WASHINGTON — James Kilpatrick’s in-your-face, conservative bickering with liberal commentator Shana Alexander three decades ago was famously parodied — and then copied for years to come on broadcast and cable channels.
Even more lasting were his contributions as the nation’s most widely syndicated political columnist and a dozen books on everything from politics and the Supreme Court to the use and abuse of the English language.
Kilpatrick, who rose from cub reporter to one of the nation’s most recognized conservative voices, died Sunday at 89, said his wife, Marianne Means.

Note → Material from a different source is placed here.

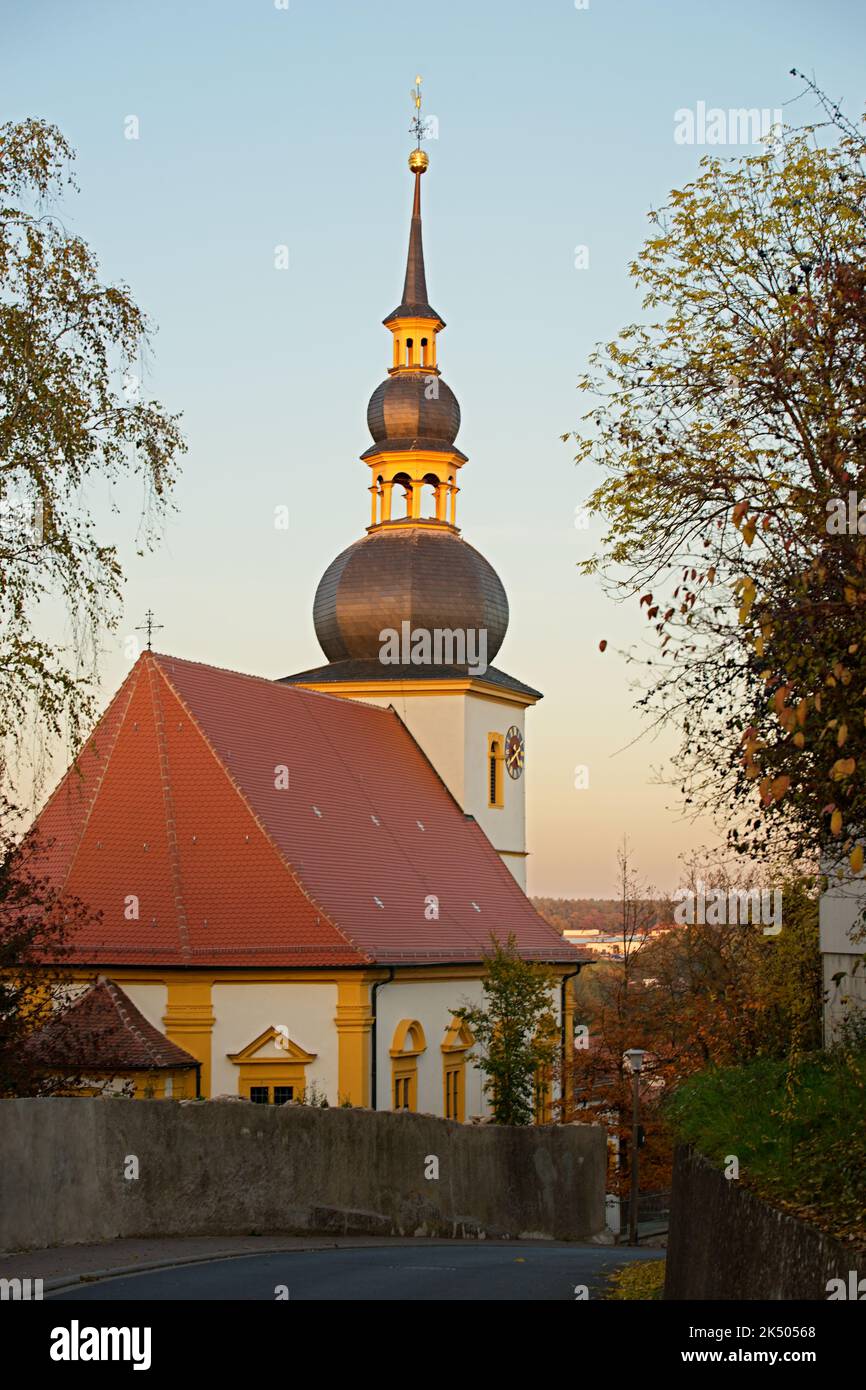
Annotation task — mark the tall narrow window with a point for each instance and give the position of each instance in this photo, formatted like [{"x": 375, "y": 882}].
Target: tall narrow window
[{"x": 495, "y": 765}]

“He was a hell of a fella,” said Means, 76, herself a former columnist for Hearst Newspapers. “He cultivated a public image on TV of being a cranky conservative, . . . but he wasn’t a cranky conservative at home.”

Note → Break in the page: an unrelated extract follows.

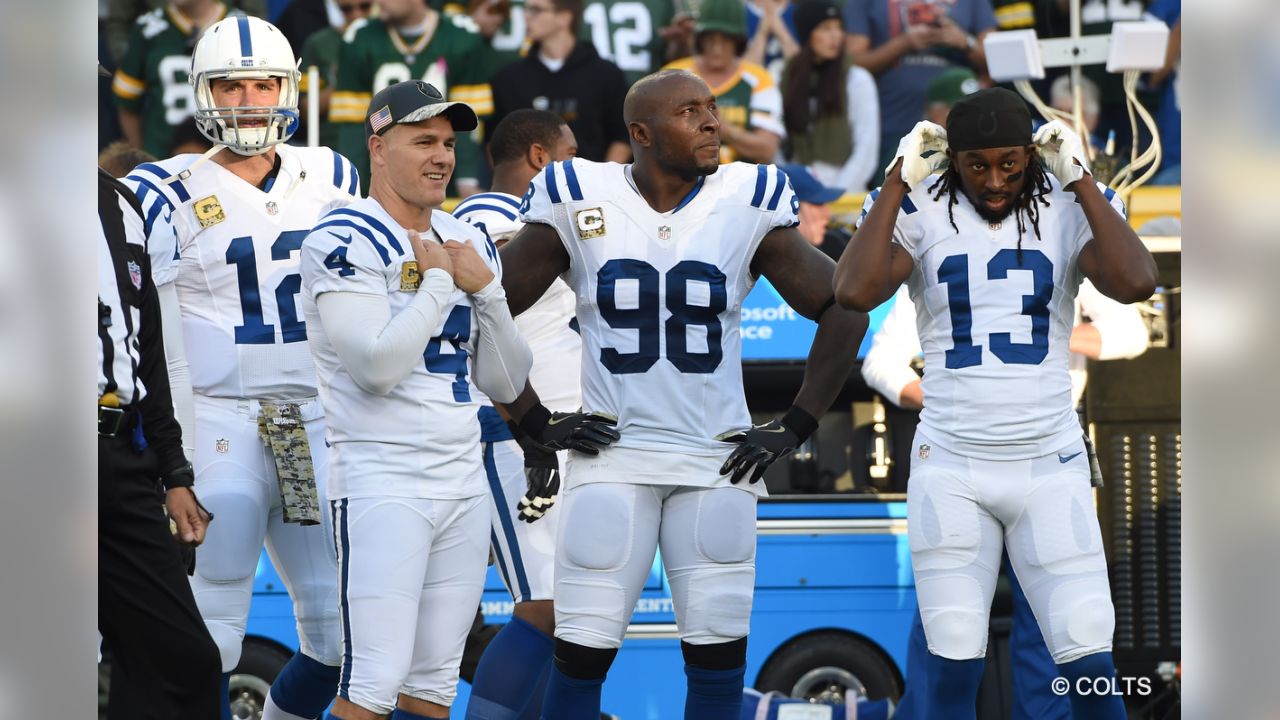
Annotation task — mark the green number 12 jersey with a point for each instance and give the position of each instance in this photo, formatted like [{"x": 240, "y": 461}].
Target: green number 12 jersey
[{"x": 626, "y": 33}]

TV watchers in the 1970s knew Kilpatrick as the conservative half of the “Point-Counterpoint” segment of CBS’s “60 Minutes.” Baby boomers, though, would always know the conservative-liberal pairing is what inspired the “Saturday Night Live” parody featuring Dan Aykroyd and Jane Curtin — and Aykroyd’s dismissal of Curtin’s opinions with a terse, “Jane, you ignorant slut.”
The “60 Minutes” segment’s popularity was not lost on Kilpatrick: “People love to watch other people go at it. It does make for good entertainment,” he said in 1981.
He spent many years trying to make amends for the columns he penned for the Richmond (Va.) News Leader as a vocal supporter of racial segregation. “He apologized over and over publicly and in print when he could about being on the wrong side of the segregation issue,” Means said. “He was a son of the South.”
Kilpatrick received numerous journalism awards and was one of the few columnists ever honored as a fellow of the Society of Professional Journalists.
He worked for Universal Press Syndicate for years until retiring a couple of years ago.